The lessons for India Inc, assuming they do not already know it, are the following.
Don’t over-leverage; if you are raising lots of debt, be equally ready to repay it whether through additional equity or other means. If you don’t have the future cash flows for servicing debt even in tough times, don’t depend on debt.
Better to dilute equity early and load up less on debt. Ambani could raise massive amounts of loans for investment in the Jio and Reliance Retail expansion plans because he had a cash cow in the refining and petrochemicals businesses.
Both debt and equity are necessary for good cash flows and tax efficiency, but the real expertise is in the timing – knowing when you should raise debt and from where, when to retire it; when you should raise equity (obviously when market premiums can be high), and when you should stay away (when investors are risk-averse).
Over the last six years, when the rest of India Inc was deleveraging, Ambani was raising huge amounts of debt, and now, even after a Covid-induced recession and skittish markets, he has managed to raise humongous amounts of equity from both big investors and retail ones.

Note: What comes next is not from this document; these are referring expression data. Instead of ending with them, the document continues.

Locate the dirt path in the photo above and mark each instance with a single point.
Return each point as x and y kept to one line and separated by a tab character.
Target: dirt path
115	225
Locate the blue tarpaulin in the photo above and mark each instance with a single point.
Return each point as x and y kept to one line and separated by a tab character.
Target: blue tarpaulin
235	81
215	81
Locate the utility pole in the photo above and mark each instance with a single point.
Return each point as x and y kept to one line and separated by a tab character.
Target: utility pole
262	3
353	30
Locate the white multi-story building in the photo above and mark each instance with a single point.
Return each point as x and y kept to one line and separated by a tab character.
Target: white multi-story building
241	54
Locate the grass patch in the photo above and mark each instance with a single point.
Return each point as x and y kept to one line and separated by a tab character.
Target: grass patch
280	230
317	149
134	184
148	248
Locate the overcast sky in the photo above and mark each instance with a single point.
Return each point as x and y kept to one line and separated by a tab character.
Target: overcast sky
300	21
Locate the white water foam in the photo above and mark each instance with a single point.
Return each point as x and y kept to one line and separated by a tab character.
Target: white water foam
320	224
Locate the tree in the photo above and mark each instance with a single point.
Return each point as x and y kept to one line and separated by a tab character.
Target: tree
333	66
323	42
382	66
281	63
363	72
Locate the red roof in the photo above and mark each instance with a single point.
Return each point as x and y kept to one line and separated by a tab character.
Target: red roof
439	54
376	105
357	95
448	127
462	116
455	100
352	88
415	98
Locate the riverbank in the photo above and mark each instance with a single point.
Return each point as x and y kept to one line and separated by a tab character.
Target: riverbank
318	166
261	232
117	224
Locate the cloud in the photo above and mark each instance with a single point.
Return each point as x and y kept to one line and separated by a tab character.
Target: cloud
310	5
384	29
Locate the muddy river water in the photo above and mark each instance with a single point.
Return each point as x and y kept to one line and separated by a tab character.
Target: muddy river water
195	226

Don’t get emotionally involved in your businesses, even if your dad built them. For purely sentimental reasons, Mukesh Ambani could have kept the Vimal brand of textiles; but he sold out at the right time. For purely emotional reasons, he could retain RIL as a refining and petrochemicals company, but he has plans to sell a part of his company to Saudi Aramco. He would, if needed, exit the business if other opportunities look better.
A question that remains is this: why does RIL not become an actual zero-debt company and not merely a net zero-debt company, which means he holds huge cash investments that may be earning sub-optimally?
The answer is: cash is king. If you have liquid resources that you can encash anytime, you can buy into the right opportunity at the right time and the right price. And, of course, this huge investment in cash provide just the kind of comfort that lenders like.
You cannot understand Mukesh Ambani’s successes without understanding the financing machine his father invented and which he has now mastered.